Prozessbeginn:Totgetreten, mitten in Berlin

Ein Albaner soll einen jungen Touristen aus Israel umgebracht haben.

Von Jens Schneider, Berlin

Die Verlesung der Anklage dauert wenige Minuten. Es ist fast nichts bekannt über die Tat, die zum Tod von Yosi D. führte. Die Staatsanwaltschaft kennt das Datum des Totschlags, die Uhrzeit ungefähr. Er geschah am frühen Abend des Karsamstags in diesem Jahr. Der Tatort lag mitten in Berlin, wenige Schritte vom Alexanderplatz entfernt, und doch abgeschieden. In der Ruine der Franziskaner Klosterkirche wurde der 22 Jahre alte Israeli Yosi D. an jenem Tag mit Tritten gegen den Kopf so brutal verletzt, dass er bald darauf starb. Wie es zu der Tat kam, auch über mögliche Motive weiß die Staatsanwaltschaft so wenig wie zum Tathergang. Nun hat am Landgericht Berlin in Moabit der Prozess gegen einen 28 Jahre alten Albaner begonnen.
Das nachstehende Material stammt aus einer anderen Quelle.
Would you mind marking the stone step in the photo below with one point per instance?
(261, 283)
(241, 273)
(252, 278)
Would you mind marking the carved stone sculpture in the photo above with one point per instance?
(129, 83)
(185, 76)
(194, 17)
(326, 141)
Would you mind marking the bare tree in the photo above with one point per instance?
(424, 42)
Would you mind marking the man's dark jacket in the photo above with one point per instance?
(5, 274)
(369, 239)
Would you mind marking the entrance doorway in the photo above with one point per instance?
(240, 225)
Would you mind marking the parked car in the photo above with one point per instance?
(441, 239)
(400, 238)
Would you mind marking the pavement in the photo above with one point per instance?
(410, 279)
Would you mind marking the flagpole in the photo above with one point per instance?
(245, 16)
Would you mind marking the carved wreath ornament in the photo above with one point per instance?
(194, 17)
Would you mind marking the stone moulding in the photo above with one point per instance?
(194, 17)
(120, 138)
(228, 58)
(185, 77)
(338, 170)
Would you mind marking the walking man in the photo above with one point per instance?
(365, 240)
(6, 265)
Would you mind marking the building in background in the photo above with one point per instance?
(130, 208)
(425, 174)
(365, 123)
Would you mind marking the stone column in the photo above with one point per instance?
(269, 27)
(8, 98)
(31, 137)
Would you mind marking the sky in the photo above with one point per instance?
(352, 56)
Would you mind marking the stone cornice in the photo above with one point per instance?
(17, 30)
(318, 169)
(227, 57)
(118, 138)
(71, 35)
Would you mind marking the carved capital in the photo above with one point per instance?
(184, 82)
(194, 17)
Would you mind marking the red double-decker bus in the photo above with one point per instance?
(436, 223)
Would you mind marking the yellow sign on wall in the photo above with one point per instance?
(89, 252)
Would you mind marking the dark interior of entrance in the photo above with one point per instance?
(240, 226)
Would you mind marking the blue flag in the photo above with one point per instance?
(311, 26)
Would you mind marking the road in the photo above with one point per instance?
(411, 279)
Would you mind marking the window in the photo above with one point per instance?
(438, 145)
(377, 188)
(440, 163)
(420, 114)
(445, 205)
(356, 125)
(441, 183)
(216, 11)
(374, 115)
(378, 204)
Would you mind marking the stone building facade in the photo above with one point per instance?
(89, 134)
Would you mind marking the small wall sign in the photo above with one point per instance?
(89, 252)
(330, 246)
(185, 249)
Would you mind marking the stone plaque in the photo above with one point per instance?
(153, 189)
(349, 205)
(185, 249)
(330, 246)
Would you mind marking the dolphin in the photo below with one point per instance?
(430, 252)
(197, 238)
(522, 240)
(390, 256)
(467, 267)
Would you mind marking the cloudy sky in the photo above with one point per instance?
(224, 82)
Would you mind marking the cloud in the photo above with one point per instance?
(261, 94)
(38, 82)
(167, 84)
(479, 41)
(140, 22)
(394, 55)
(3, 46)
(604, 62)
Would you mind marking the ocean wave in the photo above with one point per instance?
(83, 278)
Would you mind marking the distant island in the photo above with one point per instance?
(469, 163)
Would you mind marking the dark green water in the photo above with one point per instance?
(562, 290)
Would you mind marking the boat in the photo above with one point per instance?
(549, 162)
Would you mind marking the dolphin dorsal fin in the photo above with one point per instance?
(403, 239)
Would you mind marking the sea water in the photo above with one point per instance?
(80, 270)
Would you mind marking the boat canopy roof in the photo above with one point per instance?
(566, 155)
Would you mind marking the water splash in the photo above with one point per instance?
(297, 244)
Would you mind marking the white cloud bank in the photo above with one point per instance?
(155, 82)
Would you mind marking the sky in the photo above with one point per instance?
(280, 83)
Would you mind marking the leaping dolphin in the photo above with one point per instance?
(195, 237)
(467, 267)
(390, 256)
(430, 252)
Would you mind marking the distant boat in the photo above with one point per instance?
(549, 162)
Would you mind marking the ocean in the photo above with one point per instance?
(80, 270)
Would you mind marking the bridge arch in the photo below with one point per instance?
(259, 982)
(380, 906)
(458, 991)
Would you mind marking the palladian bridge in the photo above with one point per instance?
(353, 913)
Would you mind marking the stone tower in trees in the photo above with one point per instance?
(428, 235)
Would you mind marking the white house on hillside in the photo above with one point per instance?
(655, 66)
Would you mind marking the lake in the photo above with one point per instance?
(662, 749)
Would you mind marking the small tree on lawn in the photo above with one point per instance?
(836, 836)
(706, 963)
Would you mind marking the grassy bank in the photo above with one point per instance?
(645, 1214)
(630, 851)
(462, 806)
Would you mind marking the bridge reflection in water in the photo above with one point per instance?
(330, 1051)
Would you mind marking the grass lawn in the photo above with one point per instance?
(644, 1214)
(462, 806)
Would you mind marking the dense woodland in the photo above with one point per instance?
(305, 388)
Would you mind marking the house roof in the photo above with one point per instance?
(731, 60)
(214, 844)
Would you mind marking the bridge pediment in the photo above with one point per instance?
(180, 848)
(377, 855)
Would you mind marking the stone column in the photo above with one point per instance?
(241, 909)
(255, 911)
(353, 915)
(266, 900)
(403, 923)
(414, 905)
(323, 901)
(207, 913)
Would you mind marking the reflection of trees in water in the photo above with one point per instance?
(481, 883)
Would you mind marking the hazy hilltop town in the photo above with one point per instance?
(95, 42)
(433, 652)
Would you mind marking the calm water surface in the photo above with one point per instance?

Der junge Mann, der seit seiner Kindheit in Detroit in den USA lebte, soll für die Tat verantwortlich sein. Der Tod des jungen Israeli hatte Anfang April Anteilnahme und Entsetzen hervorgerufen. Es gibt eine große israelische Gemeinde in Berlin, die Stadt zieht besonders junge Leute aus Israel an, oft Studenten und auch Künstler. Viele sind nach Berlin gezogen, viel mehr noch kommen als Touristen in die Hauptstadt, so wie Yosi D.

Der junge Israeli hatte Deutschland seit einigen Wochen bereist und war wenige Tage vor seinem Tod in Berlin angekommen. Als ihm Handy und Geld gestohlen worden waren, bat er die Israelische Botschaft um Hilfe. Auch fand er Unterstützung im Chabad-Zentrum am Alexanderplatz, man besorgte ihm eine Bleibe in einem Hostel am Alexanderplatz. Er wollte bald nach Hause fliegen, hieß es im April.

Im Hostel sollen Yosi D. und der 28 Jahre alte Angeklagte sich kennengelernt haben. Der Albaner übernachtete dort ebenfalls. Auch er war, wie sein Anwalt nach dem Prozessauftakt berichtet, als Besucher nach Berlin gekommen, für wenige Tage, weil ihm hier ein Job in einem Restaurant angeboten worden war. Den Angaben des Anwalts zufolge lebte der 28-Jährige seit seinem zweiten Lebensjahr in den USA, hatte dort als Küchenchef gearbeitet, zeitweise ein eigenes Restaurant gehabt. Weil es Probleme mit der Green Card gegeben habe, sei er vorübergehend ausgereist.

An jenem Karsamstag wurden die beiden jungen Männer gesehen, als sie zusammen das Hostel verließen. Bald darauf starb Yosi D., sein Begleiter war verschwunden. Er wurde europaweit gesucht und sechs Tage nach der Tat in Tschechien festgenommen. Bisher äußerte er sich nicht zu den Vorwürfen. Nach dem Prozessauftakt wurde das Verfahren schnell wieder unterbrochen. Das Gericht beriet auf Antrag des Verteidigers darüber, wie hoch die Strafe ausfallen könnte, falls der Angeklagte ein Geständnis ablegt. Es stellte ein Strafmaß zwischen sieben und zehn Jahren in Aussicht. Das entsprach den Vorstellungen der Staatsanwältin. Nun wird sich beim nächsten Prozesstag Anfang Januar zeigen, ob der Angeklagte offenbart, wie und warum Yosi D. starb.